If it makes no difference to you whatsoever whether or not a presidential aspirant is Jewish, does a Jewish presidential aspirant’s level of Jewish observance matter to you? Would you prefer a Jewish president who at best attends synagogue services on the High Holy Days and whose Shabbat observance is limited to Shabbat dinner every Friday night, or would you beam with pride at a Shabbat observant president (who will set Shabbat aside in times of national security) who davens three times a day and eats strictly kosher? Is it safe to say that an Observant Jew as president of this country is perceived to be less of a threat than a devout Catholic or is there no difference?
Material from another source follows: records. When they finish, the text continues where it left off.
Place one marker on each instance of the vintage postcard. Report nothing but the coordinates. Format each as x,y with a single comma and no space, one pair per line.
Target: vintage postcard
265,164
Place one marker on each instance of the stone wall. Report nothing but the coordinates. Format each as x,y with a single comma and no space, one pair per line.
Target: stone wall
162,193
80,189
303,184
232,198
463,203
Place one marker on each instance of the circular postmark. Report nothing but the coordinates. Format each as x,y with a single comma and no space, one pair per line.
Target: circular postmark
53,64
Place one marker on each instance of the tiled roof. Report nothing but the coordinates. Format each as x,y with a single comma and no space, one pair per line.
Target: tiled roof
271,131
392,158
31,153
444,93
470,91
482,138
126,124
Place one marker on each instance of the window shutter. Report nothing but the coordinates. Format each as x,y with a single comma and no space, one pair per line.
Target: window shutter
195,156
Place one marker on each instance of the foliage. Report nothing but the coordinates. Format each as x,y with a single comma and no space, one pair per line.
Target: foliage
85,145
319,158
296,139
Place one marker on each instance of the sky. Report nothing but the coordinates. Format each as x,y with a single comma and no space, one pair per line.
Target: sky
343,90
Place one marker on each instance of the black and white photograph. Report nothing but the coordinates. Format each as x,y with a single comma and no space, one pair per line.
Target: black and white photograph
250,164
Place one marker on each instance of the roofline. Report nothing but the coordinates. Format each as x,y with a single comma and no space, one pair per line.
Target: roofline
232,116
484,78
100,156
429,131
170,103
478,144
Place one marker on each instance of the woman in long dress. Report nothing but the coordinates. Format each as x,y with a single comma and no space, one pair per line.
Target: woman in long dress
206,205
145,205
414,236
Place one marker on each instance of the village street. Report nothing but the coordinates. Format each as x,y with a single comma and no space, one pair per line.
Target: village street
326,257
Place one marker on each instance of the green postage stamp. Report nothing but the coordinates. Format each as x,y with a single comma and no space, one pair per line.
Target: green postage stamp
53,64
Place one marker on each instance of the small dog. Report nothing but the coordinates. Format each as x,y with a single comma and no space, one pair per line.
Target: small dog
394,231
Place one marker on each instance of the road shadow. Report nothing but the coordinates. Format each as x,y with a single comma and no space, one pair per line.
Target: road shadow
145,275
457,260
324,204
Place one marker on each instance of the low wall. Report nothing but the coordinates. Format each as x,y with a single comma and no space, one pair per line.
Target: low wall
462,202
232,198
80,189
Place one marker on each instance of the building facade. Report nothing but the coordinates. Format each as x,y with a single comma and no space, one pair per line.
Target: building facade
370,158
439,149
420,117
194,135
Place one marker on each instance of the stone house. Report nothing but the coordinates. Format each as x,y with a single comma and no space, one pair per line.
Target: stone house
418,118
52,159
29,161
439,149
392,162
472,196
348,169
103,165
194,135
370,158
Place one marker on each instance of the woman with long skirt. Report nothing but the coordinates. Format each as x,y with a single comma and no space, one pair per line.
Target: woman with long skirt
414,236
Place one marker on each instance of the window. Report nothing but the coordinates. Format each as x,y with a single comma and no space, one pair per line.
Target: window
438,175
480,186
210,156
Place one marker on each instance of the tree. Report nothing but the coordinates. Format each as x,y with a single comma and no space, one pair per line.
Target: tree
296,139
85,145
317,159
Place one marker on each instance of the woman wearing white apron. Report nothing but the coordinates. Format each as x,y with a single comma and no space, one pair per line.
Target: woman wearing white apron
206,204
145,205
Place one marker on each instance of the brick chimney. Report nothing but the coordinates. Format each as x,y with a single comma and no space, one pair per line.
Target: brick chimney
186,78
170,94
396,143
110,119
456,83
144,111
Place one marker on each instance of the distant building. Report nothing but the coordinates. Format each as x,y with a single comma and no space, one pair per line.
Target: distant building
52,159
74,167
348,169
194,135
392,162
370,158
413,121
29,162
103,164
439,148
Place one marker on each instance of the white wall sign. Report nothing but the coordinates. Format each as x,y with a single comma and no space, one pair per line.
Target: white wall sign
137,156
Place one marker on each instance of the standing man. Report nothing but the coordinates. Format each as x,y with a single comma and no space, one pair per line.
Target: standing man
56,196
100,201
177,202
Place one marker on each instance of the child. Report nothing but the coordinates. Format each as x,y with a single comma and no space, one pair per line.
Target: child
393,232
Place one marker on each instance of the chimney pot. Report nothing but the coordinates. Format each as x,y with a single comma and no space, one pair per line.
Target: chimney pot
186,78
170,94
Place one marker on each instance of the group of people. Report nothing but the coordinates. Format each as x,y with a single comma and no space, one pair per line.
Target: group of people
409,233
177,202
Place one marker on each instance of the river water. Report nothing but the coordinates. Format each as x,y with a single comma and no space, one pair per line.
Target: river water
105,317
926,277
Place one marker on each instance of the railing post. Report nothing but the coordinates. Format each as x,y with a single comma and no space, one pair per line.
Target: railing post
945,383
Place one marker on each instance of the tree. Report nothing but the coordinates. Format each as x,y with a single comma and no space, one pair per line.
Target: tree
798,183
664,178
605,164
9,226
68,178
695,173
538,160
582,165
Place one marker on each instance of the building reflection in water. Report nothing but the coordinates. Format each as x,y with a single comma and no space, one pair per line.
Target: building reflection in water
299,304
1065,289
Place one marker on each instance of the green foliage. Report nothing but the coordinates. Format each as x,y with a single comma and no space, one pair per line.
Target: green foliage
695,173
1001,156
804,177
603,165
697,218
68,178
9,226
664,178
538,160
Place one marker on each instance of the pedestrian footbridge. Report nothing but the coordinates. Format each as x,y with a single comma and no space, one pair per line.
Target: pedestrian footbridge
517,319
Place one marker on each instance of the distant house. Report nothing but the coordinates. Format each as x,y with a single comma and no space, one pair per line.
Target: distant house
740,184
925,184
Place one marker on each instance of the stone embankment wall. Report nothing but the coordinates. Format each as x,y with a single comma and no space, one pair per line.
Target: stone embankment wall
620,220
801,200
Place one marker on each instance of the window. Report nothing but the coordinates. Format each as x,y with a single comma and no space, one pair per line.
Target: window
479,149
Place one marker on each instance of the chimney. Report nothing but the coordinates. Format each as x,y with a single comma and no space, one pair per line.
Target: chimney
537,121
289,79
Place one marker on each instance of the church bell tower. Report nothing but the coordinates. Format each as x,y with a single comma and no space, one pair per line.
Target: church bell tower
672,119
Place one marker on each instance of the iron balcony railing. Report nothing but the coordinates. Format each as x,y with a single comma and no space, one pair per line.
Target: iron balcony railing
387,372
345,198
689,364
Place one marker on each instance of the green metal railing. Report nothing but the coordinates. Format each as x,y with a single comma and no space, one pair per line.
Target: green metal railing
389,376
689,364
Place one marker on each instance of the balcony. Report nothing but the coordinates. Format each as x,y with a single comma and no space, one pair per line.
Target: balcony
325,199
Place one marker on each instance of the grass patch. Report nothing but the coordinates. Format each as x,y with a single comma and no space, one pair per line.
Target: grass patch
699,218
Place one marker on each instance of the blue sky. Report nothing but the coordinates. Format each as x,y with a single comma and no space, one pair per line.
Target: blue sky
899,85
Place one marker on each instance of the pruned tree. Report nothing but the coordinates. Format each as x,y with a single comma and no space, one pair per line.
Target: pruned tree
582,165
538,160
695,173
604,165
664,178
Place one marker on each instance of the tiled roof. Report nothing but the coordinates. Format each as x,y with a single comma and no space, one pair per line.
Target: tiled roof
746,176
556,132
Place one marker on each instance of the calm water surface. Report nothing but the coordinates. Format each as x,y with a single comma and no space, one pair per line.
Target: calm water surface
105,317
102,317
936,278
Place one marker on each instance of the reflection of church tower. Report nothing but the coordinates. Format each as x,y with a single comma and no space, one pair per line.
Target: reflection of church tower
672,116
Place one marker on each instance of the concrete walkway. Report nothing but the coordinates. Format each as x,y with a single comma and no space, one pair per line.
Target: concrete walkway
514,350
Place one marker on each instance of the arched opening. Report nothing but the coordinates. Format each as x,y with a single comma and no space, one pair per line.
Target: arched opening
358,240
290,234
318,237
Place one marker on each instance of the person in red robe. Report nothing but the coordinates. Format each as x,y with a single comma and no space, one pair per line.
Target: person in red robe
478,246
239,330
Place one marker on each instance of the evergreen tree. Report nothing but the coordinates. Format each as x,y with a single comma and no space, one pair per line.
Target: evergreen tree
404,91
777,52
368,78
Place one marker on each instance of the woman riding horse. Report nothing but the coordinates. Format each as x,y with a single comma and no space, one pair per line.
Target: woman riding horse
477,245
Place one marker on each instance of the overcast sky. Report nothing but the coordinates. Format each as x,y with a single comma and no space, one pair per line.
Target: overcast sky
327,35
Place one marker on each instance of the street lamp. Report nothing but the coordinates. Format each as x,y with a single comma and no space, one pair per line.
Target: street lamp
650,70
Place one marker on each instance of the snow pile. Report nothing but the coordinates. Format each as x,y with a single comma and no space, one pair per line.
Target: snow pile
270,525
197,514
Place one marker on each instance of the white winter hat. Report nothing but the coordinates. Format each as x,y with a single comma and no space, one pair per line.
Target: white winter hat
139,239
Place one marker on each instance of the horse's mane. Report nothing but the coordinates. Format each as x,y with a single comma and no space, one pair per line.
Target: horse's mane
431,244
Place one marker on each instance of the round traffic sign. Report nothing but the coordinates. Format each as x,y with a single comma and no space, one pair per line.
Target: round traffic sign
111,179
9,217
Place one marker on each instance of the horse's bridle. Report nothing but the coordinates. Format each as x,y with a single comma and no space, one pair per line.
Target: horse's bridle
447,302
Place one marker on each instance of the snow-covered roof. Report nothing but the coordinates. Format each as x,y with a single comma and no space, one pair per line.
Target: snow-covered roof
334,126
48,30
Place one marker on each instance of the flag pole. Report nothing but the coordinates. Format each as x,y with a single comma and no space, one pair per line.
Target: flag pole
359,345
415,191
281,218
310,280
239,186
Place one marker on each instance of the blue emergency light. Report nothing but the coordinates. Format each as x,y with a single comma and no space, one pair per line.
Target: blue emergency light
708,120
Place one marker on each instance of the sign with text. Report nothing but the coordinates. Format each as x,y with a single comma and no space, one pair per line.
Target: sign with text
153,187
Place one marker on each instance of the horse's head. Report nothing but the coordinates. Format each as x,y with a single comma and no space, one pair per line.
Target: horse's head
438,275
Does the same hold true when comparing an Observant Jew with a pious Protestant?
Are you more troubled by the fact that 10% of voters in this country are less likely to vote for a Jew running for president than you are proud of the fact that 8% of voters in this country are more likely to vote for a Jew running for president? Please understand that among the 10% there are Jews who would prefer not to see a Jewish president because they are concerned or perhaps better stated afraid of any anti-Semitic backlash, should a Jewish president take any unpopular positions, become involved in a scandal, or see the economy tank during his presidency. Alternatively, among the 8% there are bound to be non-Jews who see a Jewish president as being endowed with special qualities by virtue of being a member of HaShem’s chosen. If there are non-Jews in this country who see a Jewish doctor and a Jewish lawyer as possessing fabulous skills, then perhaps they regard a Jewish president much the same way.
Whether or not we will live to see a mezuzah at the front doorpost of 1600 Pennsylvania Avenue makes for good discussion. “Do we really care”, is an entirely different question. The very fact that we can even entertain these questions says a great deal about these United States of America. It also says a great deal about us as Jews.